5 Ridge regression and Lasso

Read section 6.2 of the book before using these notes.

Note that in this course, lecture notes are not sufficient, you must read the book for better understanding. Lecture notes are just implementing the concepts of the book on a dataset, but not explaining the concepts elaborately.

import pandas as pd
import numpy as np
import seaborn as sns
import matplotlib.pyplot as plt
from sklearn.linear_model import Ridge, RidgeCV, Lasso, LassoCV, LogisticRegressionCV, LogisticRegression
from sklearn.preprocessing import StandardScaler 
from sklearn.metrics import r2_score, accuracy_score
from sklearn.model_selection import cross_val_score, cross_val_predict

trainf = pd.read_csv('./Datasets/house_feature_train.csv')
trainp = pd.read_csv('./Datasets/house_price_train.csv')
testf = pd.read_csv('./Datasets/house_feature_test.csv')
testp = pd.read_csv('./Datasets/house_price_test.csv')
train = pd.merge(trainf,trainp)
test = pd.merge(testf,testp)
train.head()

	house_id	house_age	distance_MRT	number_convenience_stores	latitude	longitude	house_price
0	210	5.2	390.5684	5	24.97937	121.54245	2724.84
1	190	35.3	616.5735	8	24.97945	121.53642	1789.29
2	328	15.9	1497.7130	3	24.97003	121.51696	556.96
3	5	7.1	2175.0300	3	24.96305	121.51254	1030.41
4	412	8.1	104.8101	5	24.96674	121.54067	2756.25

5.1 Ridge regression

Let us develop a ridge regression model to predict house price based on the five house features.

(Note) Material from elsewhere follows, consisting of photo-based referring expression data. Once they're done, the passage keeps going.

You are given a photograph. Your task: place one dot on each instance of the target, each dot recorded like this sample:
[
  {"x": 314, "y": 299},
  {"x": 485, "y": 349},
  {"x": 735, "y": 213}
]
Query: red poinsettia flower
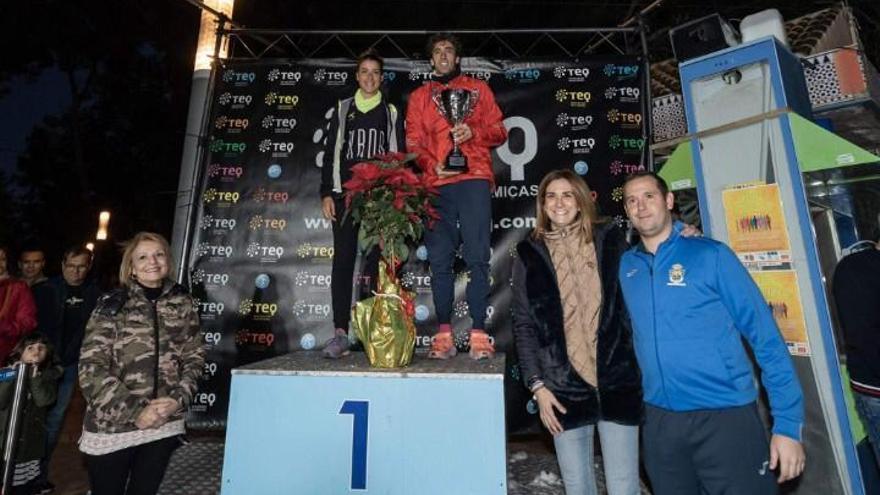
[{"x": 378, "y": 192}]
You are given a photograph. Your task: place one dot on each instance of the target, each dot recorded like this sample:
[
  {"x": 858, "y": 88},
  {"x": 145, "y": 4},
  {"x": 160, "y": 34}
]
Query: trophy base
[{"x": 456, "y": 163}]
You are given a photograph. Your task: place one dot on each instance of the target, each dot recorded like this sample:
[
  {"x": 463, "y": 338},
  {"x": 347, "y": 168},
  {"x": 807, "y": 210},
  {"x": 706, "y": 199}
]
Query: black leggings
[
  {"x": 141, "y": 467},
  {"x": 345, "y": 249}
]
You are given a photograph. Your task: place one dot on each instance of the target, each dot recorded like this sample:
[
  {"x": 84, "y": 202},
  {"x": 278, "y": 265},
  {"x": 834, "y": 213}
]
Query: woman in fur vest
[{"x": 574, "y": 338}]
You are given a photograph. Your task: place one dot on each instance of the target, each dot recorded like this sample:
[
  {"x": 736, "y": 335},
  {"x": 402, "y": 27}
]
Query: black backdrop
[{"x": 261, "y": 254}]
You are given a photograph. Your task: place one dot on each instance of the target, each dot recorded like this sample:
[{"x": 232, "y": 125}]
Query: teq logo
[
  {"x": 629, "y": 94},
  {"x": 200, "y": 276},
  {"x": 214, "y": 251},
  {"x": 574, "y": 98},
  {"x": 308, "y": 250},
  {"x": 317, "y": 223},
  {"x": 626, "y": 144},
  {"x": 574, "y": 122},
  {"x": 284, "y": 78},
  {"x": 284, "y": 102},
  {"x": 225, "y": 171},
  {"x": 264, "y": 252},
  {"x": 203, "y": 400},
  {"x": 279, "y": 125},
  {"x": 258, "y": 310},
  {"x": 237, "y": 101},
  {"x": 227, "y": 147},
  {"x": 231, "y": 125},
  {"x": 578, "y": 145},
  {"x": 213, "y": 338},
  {"x": 303, "y": 279},
  {"x": 310, "y": 311},
  {"x": 210, "y": 310},
  {"x": 209, "y": 222},
  {"x": 263, "y": 194},
  {"x": 419, "y": 283},
  {"x": 625, "y": 119},
  {"x": 621, "y": 71},
  {"x": 332, "y": 78},
  {"x": 257, "y": 222},
  {"x": 238, "y": 78},
  {"x": 481, "y": 74},
  {"x": 222, "y": 197},
  {"x": 573, "y": 74},
  {"x": 277, "y": 148},
  {"x": 522, "y": 75}
]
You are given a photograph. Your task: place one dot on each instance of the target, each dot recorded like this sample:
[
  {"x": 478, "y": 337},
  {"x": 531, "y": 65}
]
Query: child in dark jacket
[{"x": 41, "y": 389}]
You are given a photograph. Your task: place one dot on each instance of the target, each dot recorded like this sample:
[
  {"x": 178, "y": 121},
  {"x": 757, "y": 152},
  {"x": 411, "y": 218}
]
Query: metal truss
[{"x": 257, "y": 44}]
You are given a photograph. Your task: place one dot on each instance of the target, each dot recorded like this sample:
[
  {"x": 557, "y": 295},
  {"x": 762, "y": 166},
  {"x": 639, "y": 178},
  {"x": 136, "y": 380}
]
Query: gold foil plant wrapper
[{"x": 384, "y": 323}]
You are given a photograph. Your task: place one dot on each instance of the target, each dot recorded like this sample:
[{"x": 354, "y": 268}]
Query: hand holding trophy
[{"x": 455, "y": 105}]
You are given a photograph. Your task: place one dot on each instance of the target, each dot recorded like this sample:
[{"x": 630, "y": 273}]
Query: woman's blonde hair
[
  {"x": 128, "y": 247},
  {"x": 587, "y": 212}
]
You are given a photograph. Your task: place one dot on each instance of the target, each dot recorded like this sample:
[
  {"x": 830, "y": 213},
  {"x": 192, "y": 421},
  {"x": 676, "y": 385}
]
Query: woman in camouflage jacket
[{"x": 139, "y": 365}]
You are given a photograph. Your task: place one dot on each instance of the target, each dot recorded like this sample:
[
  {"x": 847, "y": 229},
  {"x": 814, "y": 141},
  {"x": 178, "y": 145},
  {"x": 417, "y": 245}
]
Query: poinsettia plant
[{"x": 391, "y": 203}]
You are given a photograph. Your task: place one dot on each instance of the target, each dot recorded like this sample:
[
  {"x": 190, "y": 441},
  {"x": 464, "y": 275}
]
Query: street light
[
  {"x": 103, "y": 223},
  {"x": 208, "y": 36}
]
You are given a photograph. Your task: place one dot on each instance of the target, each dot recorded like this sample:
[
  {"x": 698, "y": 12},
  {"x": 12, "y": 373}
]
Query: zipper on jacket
[
  {"x": 654, "y": 329},
  {"x": 156, "y": 352}
]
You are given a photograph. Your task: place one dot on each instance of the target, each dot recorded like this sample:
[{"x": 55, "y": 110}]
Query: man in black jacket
[{"x": 64, "y": 305}]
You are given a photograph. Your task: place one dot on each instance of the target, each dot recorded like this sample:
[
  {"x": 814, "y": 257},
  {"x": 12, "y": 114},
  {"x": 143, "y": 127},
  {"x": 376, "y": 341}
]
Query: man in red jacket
[
  {"x": 18, "y": 313},
  {"x": 464, "y": 201}
]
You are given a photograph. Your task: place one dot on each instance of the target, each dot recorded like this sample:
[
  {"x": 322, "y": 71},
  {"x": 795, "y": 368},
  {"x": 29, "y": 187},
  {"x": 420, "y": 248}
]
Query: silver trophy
[{"x": 455, "y": 105}]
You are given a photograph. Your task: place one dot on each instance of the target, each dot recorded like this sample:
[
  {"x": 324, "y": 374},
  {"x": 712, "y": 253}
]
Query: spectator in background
[
  {"x": 18, "y": 314},
  {"x": 41, "y": 386},
  {"x": 141, "y": 360},
  {"x": 31, "y": 263},
  {"x": 64, "y": 305},
  {"x": 857, "y": 293}
]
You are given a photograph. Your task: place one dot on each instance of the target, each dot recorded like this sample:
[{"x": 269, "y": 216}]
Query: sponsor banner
[{"x": 262, "y": 251}]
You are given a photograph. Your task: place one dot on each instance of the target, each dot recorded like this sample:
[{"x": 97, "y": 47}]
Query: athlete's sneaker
[
  {"x": 338, "y": 346},
  {"x": 442, "y": 346},
  {"x": 481, "y": 346}
]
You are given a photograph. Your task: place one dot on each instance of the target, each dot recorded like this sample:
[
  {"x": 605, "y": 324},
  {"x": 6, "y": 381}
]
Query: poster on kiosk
[{"x": 739, "y": 104}]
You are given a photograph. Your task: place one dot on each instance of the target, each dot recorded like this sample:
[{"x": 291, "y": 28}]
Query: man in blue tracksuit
[{"x": 692, "y": 303}]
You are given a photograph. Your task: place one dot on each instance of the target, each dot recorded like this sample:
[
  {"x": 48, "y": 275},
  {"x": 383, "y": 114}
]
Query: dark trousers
[
  {"x": 345, "y": 250},
  {"x": 716, "y": 451},
  {"x": 465, "y": 210},
  {"x": 141, "y": 468}
]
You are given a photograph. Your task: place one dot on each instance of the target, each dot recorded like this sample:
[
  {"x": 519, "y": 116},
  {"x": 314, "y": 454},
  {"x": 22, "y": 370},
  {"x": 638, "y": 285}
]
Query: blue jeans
[
  {"x": 869, "y": 410},
  {"x": 465, "y": 210},
  {"x": 620, "y": 456},
  {"x": 55, "y": 417}
]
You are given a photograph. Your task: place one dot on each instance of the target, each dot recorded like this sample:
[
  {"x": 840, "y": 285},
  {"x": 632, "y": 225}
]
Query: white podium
[{"x": 302, "y": 424}]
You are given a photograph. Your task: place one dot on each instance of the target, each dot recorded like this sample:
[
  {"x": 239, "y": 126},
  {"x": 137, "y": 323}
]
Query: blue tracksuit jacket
[{"x": 690, "y": 304}]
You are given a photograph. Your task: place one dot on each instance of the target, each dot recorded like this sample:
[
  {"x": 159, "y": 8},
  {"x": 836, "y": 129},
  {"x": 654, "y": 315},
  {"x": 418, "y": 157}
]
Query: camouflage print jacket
[{"x": 135, "y": 351}]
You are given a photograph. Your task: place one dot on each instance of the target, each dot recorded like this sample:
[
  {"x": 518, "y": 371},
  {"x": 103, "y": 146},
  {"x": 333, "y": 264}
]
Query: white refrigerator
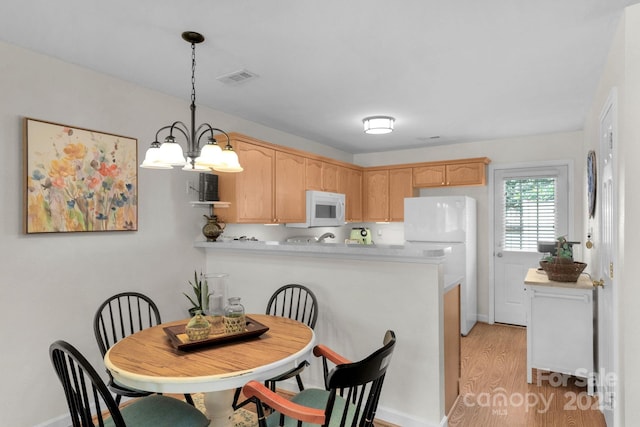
[{"x": 449, "y": 221}]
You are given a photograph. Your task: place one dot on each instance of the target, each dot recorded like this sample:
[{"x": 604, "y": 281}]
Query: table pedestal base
[{"x": 219, "y": 405}]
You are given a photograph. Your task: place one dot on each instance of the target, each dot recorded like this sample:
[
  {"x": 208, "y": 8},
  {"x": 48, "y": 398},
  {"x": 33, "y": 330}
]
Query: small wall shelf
[{"x": 195, "y": 203}]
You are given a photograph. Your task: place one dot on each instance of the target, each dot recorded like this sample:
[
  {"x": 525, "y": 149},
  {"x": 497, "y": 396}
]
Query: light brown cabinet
[
  {"x": 251, "y": 191},
  {"x": 400, "y": 186},
  {"x": 384, "y": 192},
  {"x": 269, "y": 190},
  {"x": 429, "y": 176},
  {"x": 321, "y": 176},
  {"x": 375, "y": 189},
  {"x": 290, "y": 198},
  {"x": 349, "y": 183},
  {"x": 451, "y": 173}
]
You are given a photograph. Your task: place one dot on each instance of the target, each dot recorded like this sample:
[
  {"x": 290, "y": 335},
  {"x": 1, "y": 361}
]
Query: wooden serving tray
[{"x": 179, "y": 338}]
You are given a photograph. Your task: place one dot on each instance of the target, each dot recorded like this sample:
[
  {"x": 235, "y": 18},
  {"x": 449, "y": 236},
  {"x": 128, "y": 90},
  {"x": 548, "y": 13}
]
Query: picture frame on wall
[{"x": 78, "y": 180}]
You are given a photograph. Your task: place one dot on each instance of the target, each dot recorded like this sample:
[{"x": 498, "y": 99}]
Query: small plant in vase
[
  {"x": 564, "y": 252},
  {"x": 200, "y": 298},
  {"x": 562, "y": 267}
]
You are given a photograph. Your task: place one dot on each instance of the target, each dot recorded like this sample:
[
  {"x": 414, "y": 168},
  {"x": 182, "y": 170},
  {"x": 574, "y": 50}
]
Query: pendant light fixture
[
  {"x": 377, "y": 125},
  {"x": 211, "y": 156}
]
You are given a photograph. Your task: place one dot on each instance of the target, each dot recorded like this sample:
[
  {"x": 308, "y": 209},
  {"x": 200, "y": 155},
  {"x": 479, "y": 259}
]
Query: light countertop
[
  {"x": 377, "y": 252},
  {"x": 538, "y": 277}
]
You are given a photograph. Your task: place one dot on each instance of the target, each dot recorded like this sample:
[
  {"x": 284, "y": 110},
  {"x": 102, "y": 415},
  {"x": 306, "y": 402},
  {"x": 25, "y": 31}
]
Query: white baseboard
[
  {"x": 404, "y": 420},
  {"x": 61, "y": 421},
  {"x": 483, "y": 318}
]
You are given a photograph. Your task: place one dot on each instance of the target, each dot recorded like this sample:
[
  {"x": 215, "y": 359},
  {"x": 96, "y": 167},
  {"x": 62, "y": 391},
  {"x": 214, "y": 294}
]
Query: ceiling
[{"x": 448, "y": 71}]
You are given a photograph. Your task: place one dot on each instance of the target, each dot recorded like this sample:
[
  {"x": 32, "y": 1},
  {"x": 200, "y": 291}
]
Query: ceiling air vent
[{"x": 237, "y": 77}]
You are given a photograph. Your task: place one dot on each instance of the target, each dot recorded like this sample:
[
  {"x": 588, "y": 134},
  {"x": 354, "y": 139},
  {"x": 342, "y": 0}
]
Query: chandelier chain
[{"x": 193, "y": 73}]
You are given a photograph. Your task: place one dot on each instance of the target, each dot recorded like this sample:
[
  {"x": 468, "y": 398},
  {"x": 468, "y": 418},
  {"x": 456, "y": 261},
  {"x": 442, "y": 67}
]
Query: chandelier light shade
[
  {"x": 377, "y": 125},
  {"x": 210, "y": 156}
]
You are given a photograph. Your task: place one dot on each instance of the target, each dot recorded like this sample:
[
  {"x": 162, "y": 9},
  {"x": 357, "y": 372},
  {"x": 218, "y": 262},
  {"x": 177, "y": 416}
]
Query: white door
[
  {"x": 530, "y": 204},
  {"x": 606, "y": 195}
]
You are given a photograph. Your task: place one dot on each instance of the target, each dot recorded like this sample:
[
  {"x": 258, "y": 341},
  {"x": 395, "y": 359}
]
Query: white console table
[{"x": 560, "y": 326}]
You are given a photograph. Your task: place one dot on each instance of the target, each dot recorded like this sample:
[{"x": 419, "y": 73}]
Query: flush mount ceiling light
[
  {"x": 377, "y": 125},
  {"x": 211, "y": 156}
]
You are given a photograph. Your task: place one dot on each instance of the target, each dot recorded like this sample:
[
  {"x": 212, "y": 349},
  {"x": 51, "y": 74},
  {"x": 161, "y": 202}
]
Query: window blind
[{"x": 530, "y": 212}]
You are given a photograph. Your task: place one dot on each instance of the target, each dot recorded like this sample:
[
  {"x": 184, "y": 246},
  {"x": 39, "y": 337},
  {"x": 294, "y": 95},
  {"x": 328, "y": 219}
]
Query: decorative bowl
[{"x": 563, "y": 272}]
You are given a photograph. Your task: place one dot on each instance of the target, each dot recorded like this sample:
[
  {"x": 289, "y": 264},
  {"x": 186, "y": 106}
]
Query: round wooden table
[{"x": 148, "y": 361}]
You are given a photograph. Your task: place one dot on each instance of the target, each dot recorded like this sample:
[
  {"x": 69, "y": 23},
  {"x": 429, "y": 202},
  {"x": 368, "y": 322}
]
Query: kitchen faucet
[{"x": 324, "y": 236}]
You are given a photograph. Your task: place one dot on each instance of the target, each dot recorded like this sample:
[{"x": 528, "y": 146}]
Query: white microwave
[{"x": 324, "y": 209}]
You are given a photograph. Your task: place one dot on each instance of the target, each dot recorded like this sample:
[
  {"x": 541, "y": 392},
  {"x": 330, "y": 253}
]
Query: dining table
[{"x": 150, "y": 360}]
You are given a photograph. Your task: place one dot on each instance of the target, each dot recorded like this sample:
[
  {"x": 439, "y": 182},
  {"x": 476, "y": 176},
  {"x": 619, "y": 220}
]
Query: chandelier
[{"x": 211, "y": 156}]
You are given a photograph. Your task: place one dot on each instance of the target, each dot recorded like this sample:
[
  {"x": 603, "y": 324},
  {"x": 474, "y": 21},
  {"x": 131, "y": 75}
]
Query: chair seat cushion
[
  {"x": 157, "y": 411},
  {"x": 315, "y": 398}
]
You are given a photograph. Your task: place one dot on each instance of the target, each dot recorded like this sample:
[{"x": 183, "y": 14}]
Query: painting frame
[{"x": 78, "y": 179}]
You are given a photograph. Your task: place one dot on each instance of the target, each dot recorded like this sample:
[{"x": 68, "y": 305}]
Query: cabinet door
[
  {"x": 321, "y": 176},
  {"x": 466, "y": 174},
  {"x": 253, "y": 198},
  {"x": 429, "y": 176},
  {"x": 313, "y": 172},
  {"x": 290, "y": 204},
  {"x": 349, "y": 183},
  {"x": 452, "y": 358},
  {"x": 329, "y": 177},
  {"x": 376, "y": 195},
  {"x": 400, "y": 186}
]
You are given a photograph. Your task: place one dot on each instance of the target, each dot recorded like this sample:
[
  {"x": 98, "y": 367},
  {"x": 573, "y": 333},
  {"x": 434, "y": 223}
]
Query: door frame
[
  {"x": 491, "y": 213},
  {"x": 611, "y": 414}
]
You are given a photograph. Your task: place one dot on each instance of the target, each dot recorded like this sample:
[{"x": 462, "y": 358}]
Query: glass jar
[
  {"x": 216, "y": 313},
  {"x": 198, "y": 327},
  {"x": 234, "y": 320}
]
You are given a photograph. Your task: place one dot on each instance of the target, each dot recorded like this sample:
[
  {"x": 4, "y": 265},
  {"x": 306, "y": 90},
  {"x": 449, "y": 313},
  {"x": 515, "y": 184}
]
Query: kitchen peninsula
[{"x": 362, "y": 291}]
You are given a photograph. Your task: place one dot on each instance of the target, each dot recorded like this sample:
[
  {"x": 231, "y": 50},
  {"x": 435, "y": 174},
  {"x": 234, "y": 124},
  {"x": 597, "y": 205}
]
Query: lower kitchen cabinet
[{"x": 560, "y": 327}]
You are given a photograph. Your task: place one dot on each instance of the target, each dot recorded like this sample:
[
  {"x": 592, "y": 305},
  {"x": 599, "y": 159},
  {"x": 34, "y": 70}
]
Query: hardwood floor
[{"x": 494, "y": 390}]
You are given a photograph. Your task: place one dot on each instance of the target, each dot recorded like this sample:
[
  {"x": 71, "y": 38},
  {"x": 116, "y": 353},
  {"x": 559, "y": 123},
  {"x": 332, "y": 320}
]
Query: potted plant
[
  {"x": 561, "y": 267},
  {"x": 200, "y": 298}
]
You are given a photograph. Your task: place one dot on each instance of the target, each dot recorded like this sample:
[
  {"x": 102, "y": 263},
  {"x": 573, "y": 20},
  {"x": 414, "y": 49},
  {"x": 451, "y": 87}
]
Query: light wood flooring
[{"x": 494, "y": 390}]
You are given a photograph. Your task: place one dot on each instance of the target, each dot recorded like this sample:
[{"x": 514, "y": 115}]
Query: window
[{"x": 529, "y": 212}]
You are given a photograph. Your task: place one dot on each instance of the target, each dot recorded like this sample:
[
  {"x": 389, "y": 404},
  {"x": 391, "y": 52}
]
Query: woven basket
[{"x": 563, "y": 272}]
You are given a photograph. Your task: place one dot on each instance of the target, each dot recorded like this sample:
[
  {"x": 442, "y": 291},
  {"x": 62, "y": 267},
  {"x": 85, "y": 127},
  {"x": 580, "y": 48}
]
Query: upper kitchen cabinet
[
  {"x": 269, "y": 190},
  {"x": 384, "y": 191},
  {"x": 400, "y": 186},
  {"x": 290, "y": 195},
  {"x": 451, "y": 173},
  {"x": 350, "y": 184},
  {"x": 250, "y": 192},
  {"x": 321, "y": 176}
]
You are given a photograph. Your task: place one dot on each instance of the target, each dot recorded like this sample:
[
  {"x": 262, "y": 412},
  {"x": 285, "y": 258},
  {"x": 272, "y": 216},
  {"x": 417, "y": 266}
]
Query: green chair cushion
[
  {"x": 314, "y": 398},
  {"x": 157, "y": 411}
]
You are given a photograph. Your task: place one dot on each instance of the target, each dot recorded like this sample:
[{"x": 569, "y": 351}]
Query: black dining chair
[
  {"x": 90, "y": 402},
  {"x": 351, "y": 398},
  {"x": 296, "y": 302},
  {"x": 119, "y": 316}
]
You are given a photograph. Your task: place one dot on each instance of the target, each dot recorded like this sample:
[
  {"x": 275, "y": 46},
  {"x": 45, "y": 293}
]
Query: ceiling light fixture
[
  {"x": 377, "y": 125},
  {"x": 211, "y": 156}
]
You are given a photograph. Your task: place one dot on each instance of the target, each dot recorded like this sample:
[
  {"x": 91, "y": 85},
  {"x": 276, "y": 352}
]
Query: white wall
[
  {"x": 537, "y": 148},
  {"x": 51, "y": 284},
  {"x": 623, "y": 72}
]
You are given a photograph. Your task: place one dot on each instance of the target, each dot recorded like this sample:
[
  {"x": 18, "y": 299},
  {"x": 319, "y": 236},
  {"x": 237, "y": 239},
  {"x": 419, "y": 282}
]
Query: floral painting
[{"x": 79, "y": 180}]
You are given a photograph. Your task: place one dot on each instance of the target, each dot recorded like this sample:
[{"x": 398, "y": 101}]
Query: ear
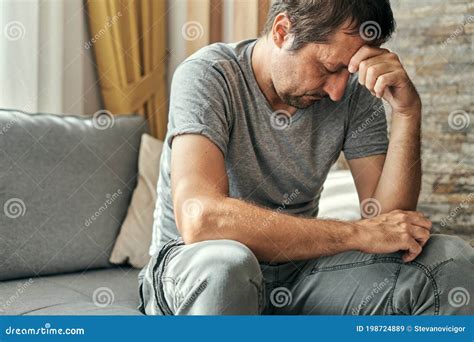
[{"x": 280, "y": 29}]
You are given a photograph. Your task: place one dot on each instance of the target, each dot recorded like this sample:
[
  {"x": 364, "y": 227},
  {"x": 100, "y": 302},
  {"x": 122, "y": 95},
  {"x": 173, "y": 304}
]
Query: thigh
[
  {"x": 208, "y": 277},
  {"x": 438, "y": 281},
  {"x": 350, "y": 283}
]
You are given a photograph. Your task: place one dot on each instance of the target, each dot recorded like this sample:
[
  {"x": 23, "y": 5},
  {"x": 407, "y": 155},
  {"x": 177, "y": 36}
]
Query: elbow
[{"x": 193, "y": 219}]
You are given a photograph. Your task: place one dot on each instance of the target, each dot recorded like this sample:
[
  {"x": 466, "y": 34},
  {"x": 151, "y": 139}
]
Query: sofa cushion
[
  {"x": 135, "y": 236},
  {"x": 65, "y": 185},
  {"x": 112, "y": 291}
]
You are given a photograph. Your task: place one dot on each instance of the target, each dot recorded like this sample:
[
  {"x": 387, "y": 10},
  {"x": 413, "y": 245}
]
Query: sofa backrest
[{"x": 65, "y": 185}]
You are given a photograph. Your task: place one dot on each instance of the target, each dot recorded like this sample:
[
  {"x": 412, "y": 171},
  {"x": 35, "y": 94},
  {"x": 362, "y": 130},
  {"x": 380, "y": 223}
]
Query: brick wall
[{"x": 434, "y": 41}]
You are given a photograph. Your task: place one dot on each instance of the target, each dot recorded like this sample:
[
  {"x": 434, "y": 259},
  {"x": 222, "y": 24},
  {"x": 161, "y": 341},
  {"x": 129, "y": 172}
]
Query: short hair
[{"x": 315, "y": 21}]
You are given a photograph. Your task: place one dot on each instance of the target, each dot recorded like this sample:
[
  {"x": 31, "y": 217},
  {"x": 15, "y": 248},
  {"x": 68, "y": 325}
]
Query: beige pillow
[{"x": 134, "y": 239}]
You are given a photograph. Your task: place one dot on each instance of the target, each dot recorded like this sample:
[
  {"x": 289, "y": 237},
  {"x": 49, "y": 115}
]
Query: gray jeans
[{"x": 223, "y": 277}]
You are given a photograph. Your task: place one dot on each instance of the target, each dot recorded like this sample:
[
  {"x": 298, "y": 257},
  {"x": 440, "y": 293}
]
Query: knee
[{"x": 227, "y": 260}]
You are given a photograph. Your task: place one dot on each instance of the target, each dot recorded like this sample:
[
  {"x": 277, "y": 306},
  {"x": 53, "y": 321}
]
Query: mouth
[{"x": 313, "y": 97}]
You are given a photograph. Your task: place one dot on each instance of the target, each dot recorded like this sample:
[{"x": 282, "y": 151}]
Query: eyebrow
[{"x": 337, "y": 67}]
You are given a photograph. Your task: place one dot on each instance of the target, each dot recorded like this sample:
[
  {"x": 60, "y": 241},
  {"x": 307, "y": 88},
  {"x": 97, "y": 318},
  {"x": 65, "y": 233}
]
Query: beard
[{"x": 301, "y": 102}]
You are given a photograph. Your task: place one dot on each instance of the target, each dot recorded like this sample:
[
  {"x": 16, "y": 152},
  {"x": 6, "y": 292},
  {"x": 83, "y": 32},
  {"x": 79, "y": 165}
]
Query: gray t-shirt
[{"x": 272, "y": 161}]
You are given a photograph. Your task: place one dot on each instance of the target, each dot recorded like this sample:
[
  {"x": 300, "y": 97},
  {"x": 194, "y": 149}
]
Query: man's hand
[
  {"x": 382, "y": 73},
  {"x": 395, "y": 231}
]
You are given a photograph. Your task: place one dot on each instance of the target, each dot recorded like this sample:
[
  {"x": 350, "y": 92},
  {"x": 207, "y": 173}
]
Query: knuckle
[{"x": 404, "y": 226}]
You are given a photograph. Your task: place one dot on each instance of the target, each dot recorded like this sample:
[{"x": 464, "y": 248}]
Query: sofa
[
  {"x": 66, "y": 183},
  {"x": 57, "y": 174}
]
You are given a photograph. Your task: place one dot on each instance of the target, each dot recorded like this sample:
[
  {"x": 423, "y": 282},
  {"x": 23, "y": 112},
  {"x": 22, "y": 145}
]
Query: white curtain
[{"x": 44, "y": 65}]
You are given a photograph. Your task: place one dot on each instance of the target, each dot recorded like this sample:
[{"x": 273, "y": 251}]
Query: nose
[{"x": 335, "y": 85}]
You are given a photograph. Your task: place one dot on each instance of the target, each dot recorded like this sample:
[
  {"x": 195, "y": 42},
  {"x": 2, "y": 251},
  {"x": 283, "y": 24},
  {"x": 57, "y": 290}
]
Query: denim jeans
[{"x": 223, "y": 277}]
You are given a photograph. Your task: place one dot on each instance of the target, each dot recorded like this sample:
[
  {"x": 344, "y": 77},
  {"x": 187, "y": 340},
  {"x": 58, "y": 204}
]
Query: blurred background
[{"x": 80, "y": 57}]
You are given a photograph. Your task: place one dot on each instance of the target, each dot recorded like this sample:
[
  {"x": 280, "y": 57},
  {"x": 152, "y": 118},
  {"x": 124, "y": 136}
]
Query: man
[{"x": 253, "y": 129}]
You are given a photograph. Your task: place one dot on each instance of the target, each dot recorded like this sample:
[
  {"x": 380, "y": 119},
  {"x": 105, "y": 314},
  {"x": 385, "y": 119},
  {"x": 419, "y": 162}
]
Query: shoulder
[{"x": 218, "y": 58}]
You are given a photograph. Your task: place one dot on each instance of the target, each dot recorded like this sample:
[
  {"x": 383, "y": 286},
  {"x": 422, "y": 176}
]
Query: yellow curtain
[{"x": 129, "y": 40}]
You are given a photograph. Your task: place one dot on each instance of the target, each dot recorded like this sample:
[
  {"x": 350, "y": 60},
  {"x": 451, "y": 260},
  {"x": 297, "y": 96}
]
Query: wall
[{"x": 434, "y": 41}]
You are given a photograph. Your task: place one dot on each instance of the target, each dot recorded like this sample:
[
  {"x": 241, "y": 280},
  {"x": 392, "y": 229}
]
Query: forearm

#Taking the log transform of house_price as house prices have a right-skewed distribution
y = np.log(train.house_price)

5.1.1 Standardizing the predictors

#Standardizing predictors so that each of them have zero mean and unit variance

#Filtering all predictors
X = train.iloc[:,1:6]; 

#Defining a scaler object
scaler = StandardScaler()

#The scaler object will contain the mean and variance of each column (predictor) of X. 
#These values will be useful to scale test data based on the same mean and variance as obtained on train data
scaler.fit(X)

#Using the scaler object (or the values of mean and variance stored in it) to standardize X (or train data)
Xstd = scaler.transform(X)

5.1.2 Optimizing the tuning parameter `λ`

#The tuning parameter lambda is referred as alpha in sklearn

#Creating a range of values of the tuning parameter to visualize the ridge regression coefficients
#for different values of the tuning parameter
alphas = np.logspace(10,-2,200)

#Finding the ridge regression coefficients for increasing values of the tuning parameter
coefs = []
for a in alphas:        
    ridge = Ridge(alpha = a)
    ridge.fit(Xstd, y)
    coefs.append(ridge.coef_)

#Visualizing the shrinkage in ridge regression coefficients with increasing values of the tuning parameter lambda
plt.xlabel('xlabel', fontsize=18)
plt.ylabel('ylabel', fontsize=18)
plt.plot(alphas, coefs)
plt.xscale('log')
plt.xlabel('$\lambda$')
plt.ylabel('Standardized coefficient')
plt.legend(train.columns[1:6]);

#Let us use cross validation to find the optimal value of the tuning parameter - lambda
#For the optimal lambda, the cross validation error will be the least

#Note that we are reducing the range of alpha so as to better visualize the minimum
alphas = np.logspace(1.5,-3,200)
ridgecv = RidgeCV(alphas = alphas,store_cv_values=True)
ridgecv.fit(Xstd, y)

#Optimal value of the tuning parameter - lambda
ridgecv.alpha_

3.939829130085526

#Visualizing the LOOCV (leave one out cross validatation error vs lambda)
plt.xlabel('xlabel', fontsize=18)
plt.ylabel('ylabel', fontsize=18)
plt.plot(ridgecv.alphas,ridgecv.cv_values_.sum(axis=0))
plt.plot([ridgecv.alpha_,ridgecv.alpha_],[40,40.2],':')
plt.xlabel('$\lambda$')
plt.ylabel('Cross-validation error');

Note that the cross validation error is minimum at the optimal value of the tuning parameter.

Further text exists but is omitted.